Every minute on the minute x 15 (5ea):
A) 10 Push Jerks 135/95
B) 10 Wall Balls 20/10, 14/9
C) 10/7 Calorie Row

The barbell comes off the floor for the Push Jerks. Each movement is intended to be done unbroken, leaving 30-45 seconds of rest before transition. Scale as needed.

Post work to comments.
Exposure 3 of 8


Partner WOD
With a partner, complete the following for time:
70 Deadlifts 185/125
70 Burpee Box Jump Overs 20"
70 Deadlifts 185/125

Post time, Rx, and partner to comments.

Chainsaw Charlie gets ready to Squat at last year's Iron Maidens competition | Photo by Thomas H.

Prepping for Iron Maidens 2017: Advice on Modifying Group Classes

By Margie Lempert

Happy New Year Iron Maidens! We are about 7 weeks out from the competition, which means now is the time to focus your training on meet prep so you are set-up to perform your best. Below are suggestions for how to modify the current group class training cycle, which conveniently runs right up to Iron Maidens.

Competitors are welcome to alter what they do in class (if possible and within reason), but always be sure to clear your plan with whoever is coaching. And, of course, ask any coaches or me for specific advice on choosing loads/exercises.

Training for a powerlifting meet is different from general strength gain or exercise.

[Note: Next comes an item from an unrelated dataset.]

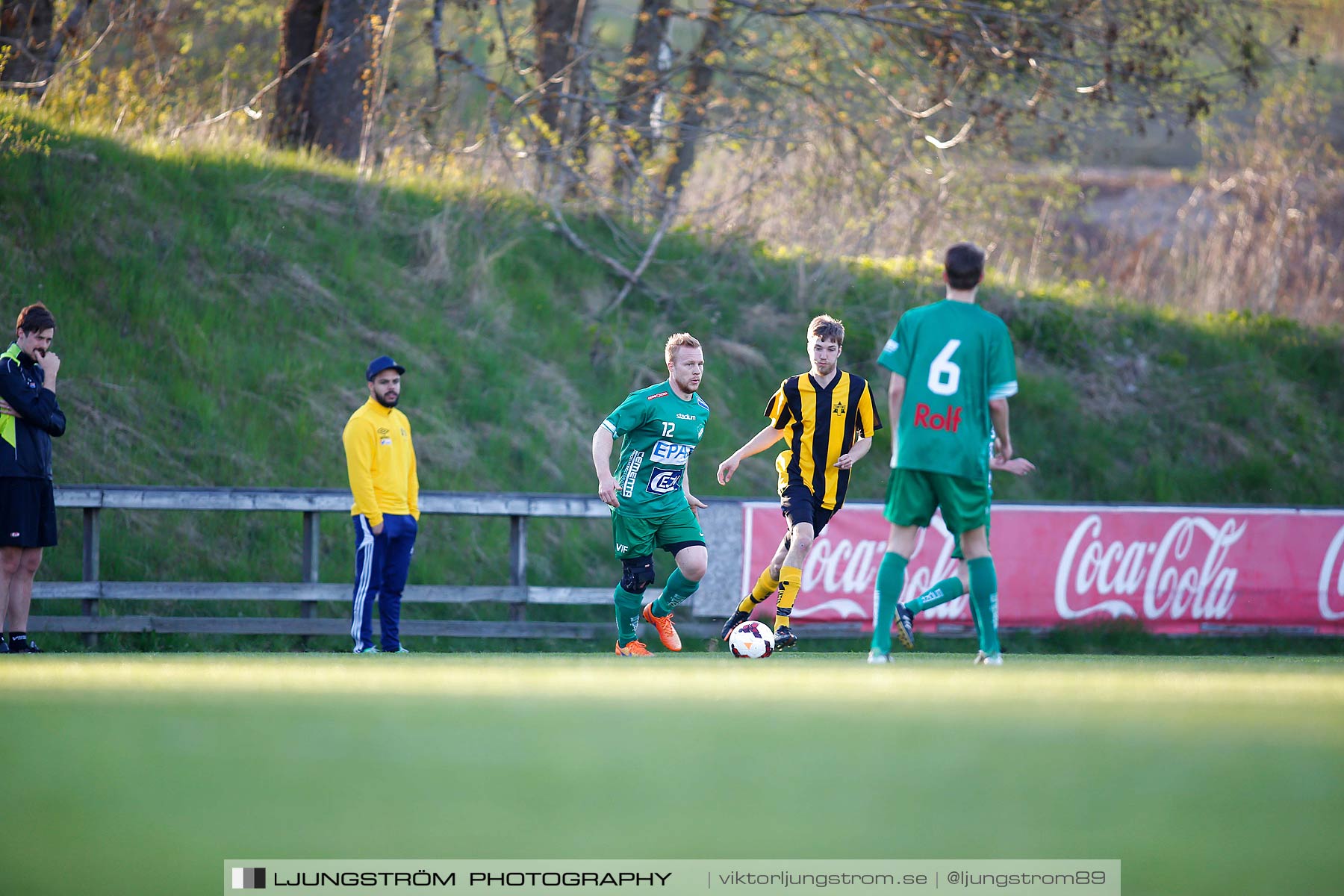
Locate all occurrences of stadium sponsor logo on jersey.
[915,402,961,432]
[649,441,695,466]
[645,467,685,494]
[621,451,644,498]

Your goal is to prepare yourself to perform the Back Squat, Bench Press and Deadlift to the best of your ability. You want to get stronger AND better at those three lifts, so plan to get real intimate with them; do them often and with progressively heavier loads. Your program design should mainly consist of regular exposure to the competition lifts, and be supported by accessory movements to address weaknesses. Other movements such as the olympic lifts or intense conditioning are fine to include on occasion, however they should be secondary to the competition lifts and programmed in a way that does not interfere with your ability to train.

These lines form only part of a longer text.